The HDD's spindle system relies on air pressure inside the enclosure to support the heads at their proper flying height while the disk rotates. Hard disk drives require a certain range of air pressures in order to operate properly. The connection to the external environment and pressure occurs through a small hole in the enclosure (about 0.5 mm in diameter), usually with a carbon filter on the inside (the breather filter, see below). If the air pressure is too low, then there is not enough lift for the flying head, so the head gets too close to the disk, and there is a risk of head crashes and data loss. Specially manufactured sealed and pressurized disks are needed for reliable high-altitude operation, above about 3,000 m (10,000 feet). Note that modern commercial aircraft have a pressurized cabin, whose pressure altitude does not normally exceed 2,600 m(8,500 feet) - thus, ordinary hard drives can safely be used in flight Modern disks include temperature sensors and adjust their operation to the operating environment.

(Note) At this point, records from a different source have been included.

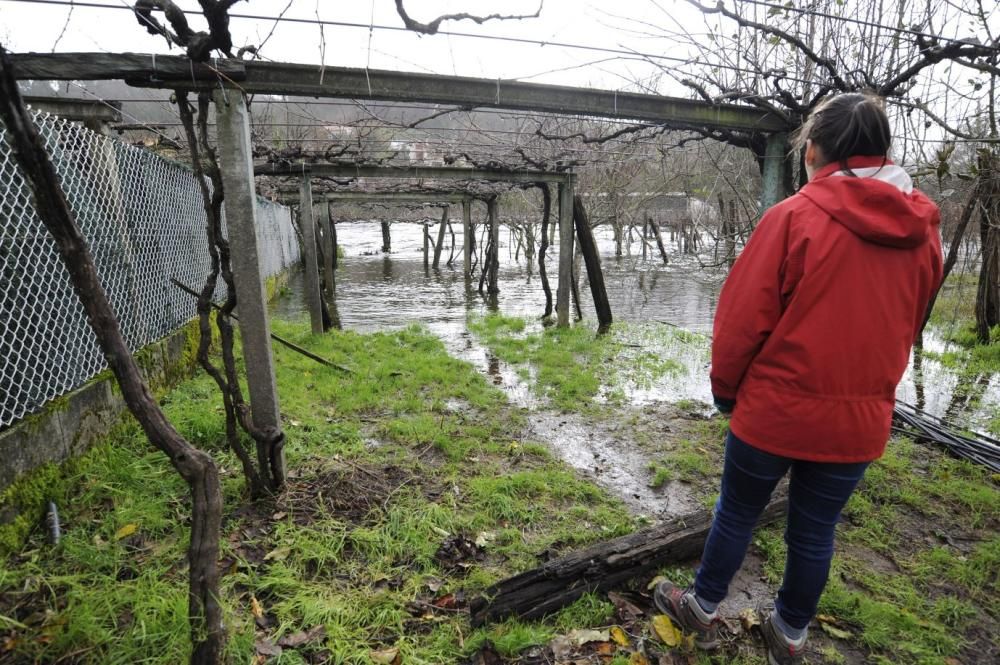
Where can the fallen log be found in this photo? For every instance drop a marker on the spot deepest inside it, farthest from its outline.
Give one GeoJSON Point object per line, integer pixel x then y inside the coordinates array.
{"type": "Point", "coordinates": [603, 566]}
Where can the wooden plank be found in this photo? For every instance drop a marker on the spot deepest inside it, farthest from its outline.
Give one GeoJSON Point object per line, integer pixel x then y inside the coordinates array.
{"type": "Point", "coordinates": [603, 566]}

Breather holes can be seen on all disk drives — they usually have a sticker next to them, warning the user not to cover the holes. The air inside the operating drive is constantly moving too, being swept in motion by friction with the spinning platters. This air passes through an internal recirculation (or "recirc") filter to remove any leftover contaminants from manufacture, any particles or chemicals that may have somehow entered the enclosure, and any particles or outgassing generated internally in normal operation. Very high humidity for extended periods can corrode the heads and platters.
For giant magnetoresistive (GMR) heads in particular, a minor head crash from contamination (that does not remove the magnetic surface of the disk) still results in the head temporarily overheating, due to friction with the disk surface, and can render the data unreadable for a short period until the head temperature stabilizes (so called "thermal asperity", a problem which can partially be dealt with by proper electronic filtering of the read signal).
Actuation of moving arm
The hard drive's electronics control the movement of the actuator and the rotation of the disk, and perform reads and writes on demand from the disk controller. Feedback of the drive electronics is accomplished by means of special segments of the disk dedicated to servo feedback. These are either complete concentric circles (in the case of dedicated servo technology), or segments interspersed with real data (in the case of embedded servo technology). The servo feedback optimizes the signal to noise ratio of the GMR sensors by adjusting the voice-coil of the actuated arm. The spinning of the disk also uses a servo motor. Modern disk firmware is capable of scheduling reads and writes efficiently on the platter surfaces and remapping sectors of the media which have failed.